From a humble start motivated by a desire to just put on plays, it became an Omaha institution. Along the way it changed locations, survived a natural disaster, added a professional touring company, expanded facilities and welcomed many unforgettable characters. Hundreds of productions have been performed before millions of patrons.
Bound up in the Playhouse story is an aspiration to bring people together for a common goal of producing entertainment that engages and fosters community. Civic pride has made it Omaha’s theater. Ambition, determination and generosity has taken it to undreamed of heights as America’s largest community theater.
“The key figure in the rise of the Playhouse to the top, Charles Jones, arrived in 1974,” says Warren Francke, author of the new book, The Omaha Community Playhouse Story: A Theatre’s Historic Triumph. “The simplest reasons the Playhouse became number one were the things Charles Jones accomplished.”
Jones penned a wildly popular adaptation of A Christmas Carol and created the professional touring wing, the Nebraska Theatre Caravan. Under his leadership the Playhouse’s audience, budget and staff eventually exceeded any community theater in the nation.
“His adaptation of A Christmas Carol became, pardon the expression, the cash cow for decades.”
That show’s a tradition 39 years and counting now.
Francke says the Caravan brought talent to the Playhouse and carried the theater’s brand nationwide. Several standouts came to Omaha via the troupe. Jerry Longe succeeded Dick Boyd as Scrooge in Carol. Bill Hutson headed the Creighton University drama department and won multiple Fonda-McGuire acting awards.
Jones was also adept at getting donors on board.

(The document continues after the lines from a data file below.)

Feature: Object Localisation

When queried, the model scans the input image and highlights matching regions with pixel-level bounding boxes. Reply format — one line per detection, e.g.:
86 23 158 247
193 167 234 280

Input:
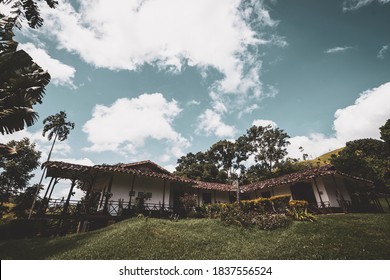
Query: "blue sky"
0 0 390 197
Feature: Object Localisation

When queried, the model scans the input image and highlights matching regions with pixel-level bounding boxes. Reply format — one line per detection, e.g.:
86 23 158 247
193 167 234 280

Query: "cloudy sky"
0 0 390 197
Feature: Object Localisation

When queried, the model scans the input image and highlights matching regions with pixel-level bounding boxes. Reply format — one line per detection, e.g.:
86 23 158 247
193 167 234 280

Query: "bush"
179 193 197 217
269 194 291 213
198 203 227 219
221 204 291 230
0 219 44 240
287 200 315 222
254 214 292 230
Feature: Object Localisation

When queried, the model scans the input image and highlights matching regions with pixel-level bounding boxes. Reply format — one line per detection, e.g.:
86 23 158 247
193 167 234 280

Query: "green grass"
0 214 390 260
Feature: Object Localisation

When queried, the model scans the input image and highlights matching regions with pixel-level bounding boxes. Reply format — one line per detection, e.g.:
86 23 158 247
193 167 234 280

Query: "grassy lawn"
0 214 390 260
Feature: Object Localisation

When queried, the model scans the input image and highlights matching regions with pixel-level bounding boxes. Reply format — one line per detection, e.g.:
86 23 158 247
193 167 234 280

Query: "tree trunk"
28 130 58 220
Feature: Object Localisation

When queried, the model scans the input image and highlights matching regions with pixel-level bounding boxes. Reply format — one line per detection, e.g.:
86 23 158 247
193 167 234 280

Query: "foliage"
0 138 41 217
175 125 289 184
206 136 249 183
331 139 390 189
42 111 74 141
11 184 41 219
174 152 227 183
379 119 390 152
287 200 316 222
199 203 229 219
269 194 291 213
179 193 197 216
0 0 58 28
220 203 291 230
244 125 290 174
253 214 292 230
0 15 50 134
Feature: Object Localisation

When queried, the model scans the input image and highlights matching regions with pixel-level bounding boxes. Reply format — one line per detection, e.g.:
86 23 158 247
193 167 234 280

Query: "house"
44 161 376 221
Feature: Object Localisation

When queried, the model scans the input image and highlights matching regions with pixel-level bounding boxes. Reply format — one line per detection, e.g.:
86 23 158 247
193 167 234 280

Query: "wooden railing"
40 199 173 216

“Everyone describes him as the most charming Southern gentleman they ever met and he charmed people, not just performers, but the business community and Knights of Ak-Sar-Ben leaders,” says Francke. He says Jones’ ability to get people like Marge Durham, Barbara Ford, Ed Owen and Howard Drew to see philanthropy as crucial to the future of the Playhouse was critical for the ascendancy that took place from 1975 through the mid01990s.
He says the Playhouse’s stable of memorable personalities is led by the charismatic Jones and the flamboyant director, Bernard Szold, “an ex-football All-American opera cape-wearing character.” Dodie Brando, actor Marlon Brando’s mother, was a passionate if troubled enthusiast.